Jeff walked off to help Jake, and Lloyd hesitated, watching after him. He studied Jake as he took gauze from his supplies, and all the while Little Jake stood there with his arms wrapped around his grandpa’s leg. The kid was nuts about Jake. So was Stephen.

He glanced at the prisoners. One of those still hog-tied glared back at him. “Which one of you bastards shot my brother while his hands were in the air?” he asked.

Lloyd put a hand to his side and walked closer. “I did,” he sneered. “The sonofabitch didn’t try to help my sister.”

“And you’re just like your pa—a ruthless, no good sonofabitch! My brother was unarmed!”

“So was my sister!”

“You must be Lloyd Harkner.”

“I must be.”

“I’ll remember that name. Someday I’ll come for you, Lloyd Harkner.”

Lloyd just smiled. “Be my guest. I’d like nothing more than a chance to kill you right here and now, but I can’t. You come back at me with a gun and I’ll have my excuse to blow you away.”

“Yeah? Well, if they don’t hang me, I will come back. You can count on it.”

Lloyd nodded. “What’s your name?”

“Holt. Mike Holt. Remember it.”

“I’ll do that.” Lloyd looked back at Jake.
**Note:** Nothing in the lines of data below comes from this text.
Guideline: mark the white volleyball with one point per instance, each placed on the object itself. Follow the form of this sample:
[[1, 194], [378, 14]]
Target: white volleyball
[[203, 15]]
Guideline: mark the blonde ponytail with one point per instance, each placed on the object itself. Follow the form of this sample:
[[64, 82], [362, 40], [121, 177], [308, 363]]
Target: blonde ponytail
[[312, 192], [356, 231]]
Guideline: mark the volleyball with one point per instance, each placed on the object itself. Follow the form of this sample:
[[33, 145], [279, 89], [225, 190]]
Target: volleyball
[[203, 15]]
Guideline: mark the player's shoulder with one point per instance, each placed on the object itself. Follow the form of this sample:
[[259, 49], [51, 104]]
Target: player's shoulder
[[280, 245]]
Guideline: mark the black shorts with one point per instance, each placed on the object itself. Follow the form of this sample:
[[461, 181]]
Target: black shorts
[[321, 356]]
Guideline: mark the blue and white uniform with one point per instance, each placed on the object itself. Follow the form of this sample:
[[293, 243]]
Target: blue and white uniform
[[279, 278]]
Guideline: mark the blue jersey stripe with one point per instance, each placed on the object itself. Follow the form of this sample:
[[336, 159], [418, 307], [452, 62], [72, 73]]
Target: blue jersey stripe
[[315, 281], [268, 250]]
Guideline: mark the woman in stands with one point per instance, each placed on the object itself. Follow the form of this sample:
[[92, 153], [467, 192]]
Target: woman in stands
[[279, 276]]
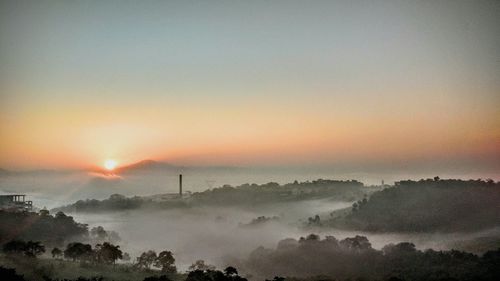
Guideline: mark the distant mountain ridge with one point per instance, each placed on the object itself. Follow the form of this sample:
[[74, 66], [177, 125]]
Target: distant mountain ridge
[[147, 165]]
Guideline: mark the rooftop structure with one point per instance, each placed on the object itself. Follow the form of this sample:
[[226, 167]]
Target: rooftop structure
[[15, 202]]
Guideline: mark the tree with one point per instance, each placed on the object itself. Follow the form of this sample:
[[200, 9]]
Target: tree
[[14, 247], [166, 261], [56, 253], [98, 233], [201, 265], [34, 248], [108, 253], [146, 259], [126, 257], [44, 212], [357, 243], [78, 251], [230, 271]]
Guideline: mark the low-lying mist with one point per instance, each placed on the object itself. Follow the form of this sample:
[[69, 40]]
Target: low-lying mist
[[220, 235]]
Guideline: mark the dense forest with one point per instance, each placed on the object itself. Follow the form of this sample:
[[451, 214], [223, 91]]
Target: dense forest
[[353, 258], [309, 258], [243, 195], [426, 205], [52, 230]]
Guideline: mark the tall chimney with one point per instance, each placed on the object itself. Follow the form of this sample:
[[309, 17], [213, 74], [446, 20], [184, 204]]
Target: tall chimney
[[180, 185]]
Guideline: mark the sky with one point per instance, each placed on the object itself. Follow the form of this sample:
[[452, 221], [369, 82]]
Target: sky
[[356, 84]]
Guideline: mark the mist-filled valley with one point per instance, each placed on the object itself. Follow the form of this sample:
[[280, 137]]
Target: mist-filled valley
[[261, 227], [251, 140]]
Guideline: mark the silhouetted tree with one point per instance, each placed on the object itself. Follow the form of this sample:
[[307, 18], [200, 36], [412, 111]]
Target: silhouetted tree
[[108, 253], [78, 251], [201, 265], [34, 248], [165, 261], [146, 259], [56, 253], [14, 247]]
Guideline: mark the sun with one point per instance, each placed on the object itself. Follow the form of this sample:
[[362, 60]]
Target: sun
[[110, 164]]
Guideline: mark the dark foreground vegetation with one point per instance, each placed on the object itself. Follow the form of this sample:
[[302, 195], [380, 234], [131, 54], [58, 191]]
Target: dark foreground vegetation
[[354, 259], [309, 258], [52, 230], [243, 195], [427, 206]]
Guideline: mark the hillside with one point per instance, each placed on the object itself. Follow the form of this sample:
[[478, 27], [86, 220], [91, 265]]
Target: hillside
[[427, 205]]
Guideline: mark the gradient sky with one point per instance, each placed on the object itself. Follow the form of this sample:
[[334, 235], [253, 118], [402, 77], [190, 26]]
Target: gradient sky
[[356, 83]]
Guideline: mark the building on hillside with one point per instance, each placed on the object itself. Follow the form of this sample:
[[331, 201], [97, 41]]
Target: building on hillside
[[15, 202]]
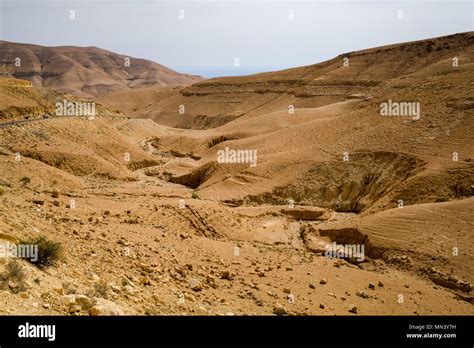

Jeff was helping wrap his arm, and Little Jake still clung to his leg. He thought about Mike Holt saying he was just like his ruthless, no-good sonofabitch father. Jeff had made the comparison also, but not in such derogatory words.

“Well, if I’m just like Jake Harkner, I guess I don’t mind so much,” he muttered. “Mean and all.”





Thirty-six


Randy brushed her hair, thinking how Jake liked it long and loose. She’d been home two days and still no word. The constant worry over whether Jake and Lloyd and Evie and Little Jake were alive stabbed at her constantly, leaving her unable to sleep. Everything seemed unreal, and loneliness engulfed her.

Someone lightly knocked at her bedroom door. “Randy? It’s Peter. Can I come in?”

She wrapped her robe tighter around herself. “Yes.”

He opened the door and left it open as he stepped inside, folding his arms. “I know you’d rather I didn’t come into this room, but Katie and Stephen went back across the street to help her parents with more cleaning at her house, and there is a woman here who wants to see you. Now, mind you, I’m not real familiar with her type, but I’m pretty sure she’s a prostitute.”

Randy rose, drawing in her breath. “Then she knows Jake! Maybe she’s seen him!”

Peter shook his head. “Why am I not surprised?”

“Let her in, Peter! Have her come in here and close the door.” Randy retied her robe.

Peter looked her over with a frown. “Randy, she’s a harlot.”

“And she has news of Jake—I’m sure of it. And don’t look down on her, Peter. Jake wouldn’t.”

“And that doesn’t bother you?”

“Of course not. It’s probably Dixie James. They’re good friends.”

Peter’s eyebrows raised in disbelief. “And that doesn’t bother you?”

“Not at all. It’s all right, Peter. This is Jake we’re talking about.”

Peter dropped his arms and then put his hands out as though to give up. “Of course. What was I thinking?”

Her eyes teared. “Peter, she knows something important, or she wouldn’t be here. Whatever it is, I need to know too. Maybe…maybe Jake’s dead and she knows it.”

He reached out and touched her arm. “Don’t think that way. And by the way, she has a kid with her—maybe eight or nine years old, blond hair, kind of shy. Do you know who he is?”

Randy frowned. “No. Maybe he belongs to Dixie.”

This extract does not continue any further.